After careful consideration of the pay review body reports, we have decided to accept the pay review bodies’ recommendations in full. In doing so, we have committed to:
uplifting the full-time equivalent salaries of staff on Agenda for Change contracts—over 1 million NHS staff—by £1,400 on a consolidated basis, and enhanced for staff in bands 6 and 7, those with full-time equivalent basic pay up to £45,839, so it is equal to a 4% pay uplift. This means the lowest paid will receive a 9.3% increase compared to 2021-22;
uplifting the salaries of consultants (c.55,000 doctors) by 4.5% on a consolidated basis;
uplifting the minimum and maximum pay range for Salaried GMPs (c.15,000 doctors) by 4.5% on a consolidated basis;
uplifting the GMP trainers grant and GMP appraisers grant by 4.5%;
uplifting the pay element of the general dental practitioners contract (c.24,000 dentists) by 4.5% on a consolidated basis;
increasing the overall investment in the SAS workforce (c.12,000 doctors) on average, by 4.5%. The detailed arrangements for implementing this increase alongside the reformed 2021 SAS contract will be set out in due course; and
uplifting the salaries of all very senior managers and executive senior managers (c.2,500 staff) by 3% and providing NHS organisations with additional flexibility to provide a further 0.5% to ameliorate the erosion of differentials and facilitate the introduction of the new VSM pay framework. Further information will be shared with NHS employers in due course.
All pay awards will be backdated to 1 April 2022. This pay award is only applicable to NHS staff in England. The 2022-23 pay uplift for NHS staff directly employed by NHS providers will be funded by NHSE through system allocations.
The DDRB was not asked to make recommendations for staff groups in multi-year deals (contractor GMPs, doctors and dentists in training or SAS doctors on the 2021 contracts). However, we note the wider comments made by the DDRB regarding these groups.
This is an annual process and as is always the case, decisions are considered in light of the fiscal and economic context and ensuring awards recognise the value of NHS staff whilst delivering value for the taxpayer.
While it is right that we reward our hard-working NHS staff with a pay rise, this needs to be proportionate and balanced with the need to deliver NHS services and manage the country’s long term economic health and public sector finances, along with inflationary pressures.
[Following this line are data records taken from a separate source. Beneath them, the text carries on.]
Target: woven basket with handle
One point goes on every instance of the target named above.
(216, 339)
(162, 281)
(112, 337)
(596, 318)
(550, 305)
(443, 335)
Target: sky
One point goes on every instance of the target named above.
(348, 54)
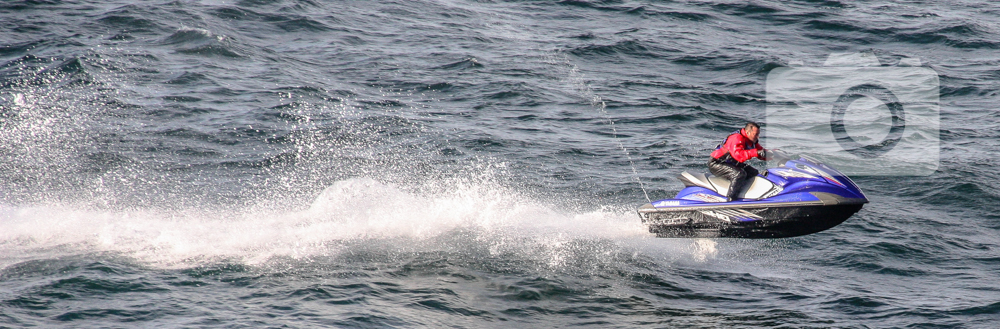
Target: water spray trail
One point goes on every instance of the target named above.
(576, 78)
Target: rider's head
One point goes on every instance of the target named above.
(751, 130)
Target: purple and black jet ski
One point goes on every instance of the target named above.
(799, 197)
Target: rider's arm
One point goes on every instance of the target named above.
(736, 148)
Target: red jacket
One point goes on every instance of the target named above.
(739, 146)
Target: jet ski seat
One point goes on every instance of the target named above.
(759, 188)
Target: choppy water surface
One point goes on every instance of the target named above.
(277, 163)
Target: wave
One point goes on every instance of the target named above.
(349, 210)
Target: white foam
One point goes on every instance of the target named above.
(348, 211)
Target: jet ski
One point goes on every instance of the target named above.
(799, 197)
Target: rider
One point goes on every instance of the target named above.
(728, 160)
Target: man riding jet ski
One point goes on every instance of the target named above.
(798, 197)
(729, 158)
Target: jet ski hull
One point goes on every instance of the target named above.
(767, 223)
(800, 197)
Sustained higher levels of inflation would have a worse impact on people’s real incomes in the long run, which is why we need proportionate and balanced pay increases recommended by the independent pay review bodies.
In written and oral evidence to the pay review bodies, the Government set out what was affordable within the NHS’s spending review settlement. The pay review bodies have recommended pay awards above this level. This Government are committed to living within its means and delivering value for the taxpayer, and therefore we are reprioritising within existing departmental funding whilst minimising the impact on frontline services.
The pay awards should be viewed in parallel with the £37 billion package of support the Government have provided for the cost of living, targeted to those most in need.
Salaried general medical practitioners
For salaried GMPs the minimum and maximum pay range set out in the model terms and conditions will be uplifted. As independent contractors to the NHS, it is for GMP practices to determine uplifts in pay for their employees.
Clinical excellence awards and clinical impact awards
The Government have recently reformed the national awards in England, now named national clinical impact awards. The reforms aim to address issues with inequality previously raised by the DDRB.
Government acknowledges the DDRB’s comments on local clinical excellence awards and their reasons for not recommending an increase in their value this year.